Sepa was created by the European Commission to create a single payment clearing system for the 15 countries that use the euro. It will standardise the cost of transactions from country to country.

Although the UK does not use the euro, businesses with a presence in the Eurozone will need to change their processing systems if they want to make lower cost Sepa transactions.

Banks will have to either upgrade the technology used to process payments or outsource the service. Upgrades include new software and extra network connections to European clearing houses.

According to research from Pierre Audoin Consultants (PAC), the majority of banks will look to outsource the service because the cost of doing it in-house will make it unprofitable to most banks.

HBOS, for example, is outsourcing Sepa processing. It has signed a three-year contract with Belgo-Dutch bank Fortis for the clearing and settlement of euro payments.

"HBOS is a UK-focused bank so this approach makes strategic sense for us," said Graeme Donald, head of industry and product development at HBOS Payment Services.

But outsourcing this process is not exclusively for small or regional banks, said Rajeena Brar, banking and insurance consultant at PAC.

"Some larger banks will prefer to outsource Sepa if this is not an area of priority in terms of investment and if they wish to make better use of their scarce resources to become profitable and grow," said Brar.

However, Brar said banks that want to keep control over their core processes will insource.

Agustin Lago, payments risk head of global payments at Barclays Commercial, said the bank has a system for Sepa cross-border payments. He said this offers more flexibility and control than outsourcing.

"To achieve this the technology investment has been mostly to upgrade our systems to support the Sepa cross-border payment functionality," he said.

Some larger banks with advanced payment processing platforms that have upgraded software are offering outsourcing services to other banks, turning Sepa processing into a revenue generator.

ABN Amro is planning to use its core technologies to provide Sepa processing services to other banks.
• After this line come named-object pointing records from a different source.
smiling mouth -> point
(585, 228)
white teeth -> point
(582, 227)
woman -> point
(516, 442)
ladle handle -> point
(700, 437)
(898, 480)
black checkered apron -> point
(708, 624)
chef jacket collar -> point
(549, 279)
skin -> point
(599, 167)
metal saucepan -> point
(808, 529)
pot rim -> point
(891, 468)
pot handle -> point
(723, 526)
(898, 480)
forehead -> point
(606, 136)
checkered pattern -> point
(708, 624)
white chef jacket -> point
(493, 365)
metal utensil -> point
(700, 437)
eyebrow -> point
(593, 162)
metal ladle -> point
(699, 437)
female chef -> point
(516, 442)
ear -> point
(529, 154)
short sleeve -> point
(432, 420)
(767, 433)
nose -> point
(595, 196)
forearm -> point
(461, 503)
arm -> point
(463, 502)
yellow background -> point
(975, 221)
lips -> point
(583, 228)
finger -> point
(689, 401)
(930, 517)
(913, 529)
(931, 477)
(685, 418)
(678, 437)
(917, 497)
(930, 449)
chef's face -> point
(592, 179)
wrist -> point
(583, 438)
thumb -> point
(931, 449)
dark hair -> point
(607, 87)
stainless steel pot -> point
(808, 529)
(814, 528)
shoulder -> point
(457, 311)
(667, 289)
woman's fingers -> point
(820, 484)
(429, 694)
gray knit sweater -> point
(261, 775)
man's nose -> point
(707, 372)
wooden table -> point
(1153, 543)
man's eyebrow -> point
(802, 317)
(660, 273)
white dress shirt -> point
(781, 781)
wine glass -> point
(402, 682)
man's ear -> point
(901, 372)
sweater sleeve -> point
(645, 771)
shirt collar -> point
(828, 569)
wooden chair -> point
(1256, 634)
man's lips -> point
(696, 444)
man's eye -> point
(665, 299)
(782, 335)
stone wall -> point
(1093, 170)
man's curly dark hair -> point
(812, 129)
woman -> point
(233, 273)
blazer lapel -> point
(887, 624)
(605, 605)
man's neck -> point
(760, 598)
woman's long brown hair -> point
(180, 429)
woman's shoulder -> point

The bank has connections to every major clearing house in Europe, and as a result has a network in place to route payments to anywhere in Europe automatically.

Mike Hampson, head of financial institutions, transaction banking at ABN Amro, said that by doing this the bank will reduce internal costs through economies of scale and also build revenue.

Hampson said banks will outsource for a number of reasons, but the arrival of Sepa and changes to transaction processing will make many banks rethink their strategies. "Where major investments have to be made in platforms, people question whether they should make these investments themselves," he said.